BMW’s Canadian dealers are having no problems getting people into the brand new X1. Slightly smaller than the recently redone X3 and only slightly less expensive, the X1 improved its sales total from 105 in April to 298 in May 2011. Year-over-year, X3 sales jumped 19.5%. The more popular Mercedes-Benz GLK was up 17.3%. The next-best-selling vehicle in the small luxury SUV segment was the Audi Q5. It posted 29% gains.
Not yet available in the United States, and perhaps not about to be, the BMW X1 starts at $38,500 in Canada. It’s fitted with a 241-hp 2.0L turbo. The X3 (with similar power generated by a different engine) costs $3400 more, or $8400 more if you want the 300-hp powerplant. Though the X1 isn’t as awkward in person as it is in pictures, it’s still hard to imagine anyone buying it because it’s pretty. And strangely enough, there are plenty of good looks to go around in this segment, from the handsome GLK to the curvier Q5 to the edgy Land Rover Range Rover Evoque, soon to be introduced.

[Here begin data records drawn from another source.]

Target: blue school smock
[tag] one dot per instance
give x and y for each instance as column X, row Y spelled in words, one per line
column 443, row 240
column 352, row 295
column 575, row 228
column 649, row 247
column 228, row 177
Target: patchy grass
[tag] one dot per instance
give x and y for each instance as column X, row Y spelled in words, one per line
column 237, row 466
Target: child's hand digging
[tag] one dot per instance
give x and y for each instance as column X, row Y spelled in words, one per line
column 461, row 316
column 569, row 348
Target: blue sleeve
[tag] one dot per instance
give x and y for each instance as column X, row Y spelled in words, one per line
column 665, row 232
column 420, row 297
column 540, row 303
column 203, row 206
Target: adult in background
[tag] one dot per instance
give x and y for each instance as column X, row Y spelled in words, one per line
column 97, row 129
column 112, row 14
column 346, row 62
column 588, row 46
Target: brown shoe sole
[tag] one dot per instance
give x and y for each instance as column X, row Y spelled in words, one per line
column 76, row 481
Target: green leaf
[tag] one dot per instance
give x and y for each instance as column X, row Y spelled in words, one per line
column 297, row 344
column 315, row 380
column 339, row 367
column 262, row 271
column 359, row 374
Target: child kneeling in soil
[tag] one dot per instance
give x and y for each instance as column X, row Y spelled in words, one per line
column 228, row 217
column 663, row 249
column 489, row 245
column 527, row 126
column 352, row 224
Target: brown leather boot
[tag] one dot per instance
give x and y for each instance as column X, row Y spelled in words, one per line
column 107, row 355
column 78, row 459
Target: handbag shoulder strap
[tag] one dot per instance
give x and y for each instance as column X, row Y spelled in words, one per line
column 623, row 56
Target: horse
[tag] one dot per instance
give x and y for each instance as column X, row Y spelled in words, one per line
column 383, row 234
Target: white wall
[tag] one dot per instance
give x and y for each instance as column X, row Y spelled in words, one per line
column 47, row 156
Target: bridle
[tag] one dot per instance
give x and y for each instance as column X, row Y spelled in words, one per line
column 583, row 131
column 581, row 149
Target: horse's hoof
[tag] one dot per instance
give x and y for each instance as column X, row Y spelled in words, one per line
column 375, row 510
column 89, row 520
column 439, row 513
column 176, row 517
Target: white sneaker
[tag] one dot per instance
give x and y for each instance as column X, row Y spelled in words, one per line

For a better-looking BMW SAV, check out the X5, 300 of which were sold in Canada in May. That’s down 21.1% from May 2010 levels. The dreadful BMW X6 found 93 buyers; down 6 units from May 2010.
Audi Q7 sales, meanwhile, were up 44.7%, and Mercedes-Benz M-Class sales fell 6.2%. But those aren’t the only German players. Sales of the $48,440-$63,135 2011 Volkswagen Touareg jumped 195% and sales of its corporate sibling, the Porsche Cayenne, a Good 12 winner, rose at a 303% clip.
Despite production and supply struggles, the generally more popular Japanese competition for these German vehicles remained more popular in May. Lexus RX sales plummeted 27.8% and Acura MDX sales plunged 23.6%, but nothing in the chart below topped them. By the way, 64 of those Lexus RX sales were of the RX450h variety. Sales of the hybrid luxury crossover were down 26.4% in May.